Archive-it (http://archive-it.org/): Archive-it is a pay service allowing users to build custom, curated collections. There are currently 1200 curated collections and over 2 million URLs. It is searchable and browsable. Kahle says they are doing well at archiving and availability, but they do not know how to make it a better service for researchers. Generally, the Internet Archive will start with collecting and move forward and iterate from there. They are also collecting television programs and they hope to make TV news collections searchable before the next US election cycle.
Digital Archive for Your Collections: The Internet Archive can be a backend infrastructure for collections for organizations that do not yet have and cannot build it themselves. Collections could be lectures, photos, books, web collections, etc. For example, a new federal court documents collection is being built, and being populated by robots, as an open alternative to PACER. You can help by sending books, lending ebooks, providing feedback, using the collections, and coming to the Internet Archive open lunch on Fridays. The Internet Archive is buying property in Richmond, CA for climate controlled space to hold physical materials. You can donate your own books or library withdrawn books to the Internet Archive. We are all digital librarians now. We need to work together to build this world.
Q&A:
- The Internet Archive is trying to get publishers to allow books in web browsers, which are more open than apps for iPads or closed reader platforms like Kindles.

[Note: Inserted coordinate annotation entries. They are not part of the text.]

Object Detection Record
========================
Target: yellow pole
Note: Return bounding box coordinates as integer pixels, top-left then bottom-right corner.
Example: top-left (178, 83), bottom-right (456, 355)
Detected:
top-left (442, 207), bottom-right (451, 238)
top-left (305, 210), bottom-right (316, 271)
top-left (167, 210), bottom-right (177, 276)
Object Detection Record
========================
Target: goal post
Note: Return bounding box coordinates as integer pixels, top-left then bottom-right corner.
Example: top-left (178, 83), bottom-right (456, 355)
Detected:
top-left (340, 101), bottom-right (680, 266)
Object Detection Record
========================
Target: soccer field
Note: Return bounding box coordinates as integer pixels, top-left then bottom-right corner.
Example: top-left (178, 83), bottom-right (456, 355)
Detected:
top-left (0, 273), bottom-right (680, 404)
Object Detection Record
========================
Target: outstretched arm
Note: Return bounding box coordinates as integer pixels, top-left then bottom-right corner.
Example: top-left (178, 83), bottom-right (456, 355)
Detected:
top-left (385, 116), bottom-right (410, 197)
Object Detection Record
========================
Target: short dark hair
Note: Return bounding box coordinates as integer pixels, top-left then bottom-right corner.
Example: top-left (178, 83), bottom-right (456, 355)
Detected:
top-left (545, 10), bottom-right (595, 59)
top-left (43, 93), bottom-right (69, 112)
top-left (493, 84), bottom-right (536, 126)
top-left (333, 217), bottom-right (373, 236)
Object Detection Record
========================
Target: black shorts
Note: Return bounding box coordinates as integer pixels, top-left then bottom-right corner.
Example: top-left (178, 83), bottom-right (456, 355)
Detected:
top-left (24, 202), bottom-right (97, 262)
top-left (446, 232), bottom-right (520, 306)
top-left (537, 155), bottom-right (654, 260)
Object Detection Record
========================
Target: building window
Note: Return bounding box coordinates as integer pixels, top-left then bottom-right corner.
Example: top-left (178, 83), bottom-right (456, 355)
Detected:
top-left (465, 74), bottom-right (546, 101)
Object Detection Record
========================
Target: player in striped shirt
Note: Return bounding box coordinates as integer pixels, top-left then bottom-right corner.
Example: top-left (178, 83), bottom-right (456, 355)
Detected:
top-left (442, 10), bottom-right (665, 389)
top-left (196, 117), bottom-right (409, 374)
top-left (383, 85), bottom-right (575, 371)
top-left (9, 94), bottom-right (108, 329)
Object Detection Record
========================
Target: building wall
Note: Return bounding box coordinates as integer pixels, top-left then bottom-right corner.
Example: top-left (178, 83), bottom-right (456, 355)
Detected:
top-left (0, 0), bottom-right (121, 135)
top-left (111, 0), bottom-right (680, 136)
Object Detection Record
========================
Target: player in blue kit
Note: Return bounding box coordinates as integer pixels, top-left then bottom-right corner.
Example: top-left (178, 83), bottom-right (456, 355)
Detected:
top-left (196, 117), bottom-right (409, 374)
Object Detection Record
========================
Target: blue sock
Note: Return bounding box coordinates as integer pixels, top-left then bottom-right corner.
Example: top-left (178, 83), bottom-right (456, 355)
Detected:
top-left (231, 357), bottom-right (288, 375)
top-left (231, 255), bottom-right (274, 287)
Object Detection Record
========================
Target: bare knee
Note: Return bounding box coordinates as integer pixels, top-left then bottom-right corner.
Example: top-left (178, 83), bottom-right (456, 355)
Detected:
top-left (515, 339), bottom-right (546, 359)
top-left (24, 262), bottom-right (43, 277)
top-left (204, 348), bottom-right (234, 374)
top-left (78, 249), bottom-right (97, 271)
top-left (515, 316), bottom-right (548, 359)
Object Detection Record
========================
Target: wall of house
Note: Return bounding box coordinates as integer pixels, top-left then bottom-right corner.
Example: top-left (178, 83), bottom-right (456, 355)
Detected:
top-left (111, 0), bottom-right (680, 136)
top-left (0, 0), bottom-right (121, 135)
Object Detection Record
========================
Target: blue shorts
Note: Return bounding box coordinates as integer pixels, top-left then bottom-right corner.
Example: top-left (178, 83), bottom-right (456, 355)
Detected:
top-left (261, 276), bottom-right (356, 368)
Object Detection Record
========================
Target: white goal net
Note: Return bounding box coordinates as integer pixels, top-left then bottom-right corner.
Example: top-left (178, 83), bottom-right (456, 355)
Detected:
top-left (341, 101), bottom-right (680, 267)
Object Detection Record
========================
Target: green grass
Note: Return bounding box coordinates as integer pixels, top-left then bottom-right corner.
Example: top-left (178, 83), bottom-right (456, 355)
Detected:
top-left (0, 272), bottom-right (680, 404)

- There is no metasearch for Internet Archive materials other than use of large search engines. The Internet Archive exposes data in all sorts of ways so that the search engines can find it. Kahle suggest adding open library or archive to your search, which should push Internet Archive resources higher in search results.
- What about image collections? The Internet Archive has worked with NASA on NASA Images (http://nasaimages.org/) using Luna imaging software. They are still novices with images, but are open to projects, so contact Kahle if you have a project in mind.
- Tom Leonard on the HathiTrust: 24% of its materials are in the public domain, it has new search capacity, and is providing access to them. What is bad about it? Kahles response: If it is all we can muster, okay, but researchers are using texts in a different ways (including text mining) now and HathiTrust is too restricted in how materials can be used (e.g., only one item at a time). Kahle sees it as locking up the public domain. Corporate licensing restrictions are highly troubling. Creating a lots of copies allows us to push the law in ways that make sense for our society from a number of different points. If there is only one access point, it is easy to lock it up and restrict it.
- The Internet Archives text collections are currently hot research corpora for computer scientists, so associated interface and infrastructural technologies are moving forward. For now. New technology can help with problems such as OCR on old typefaces.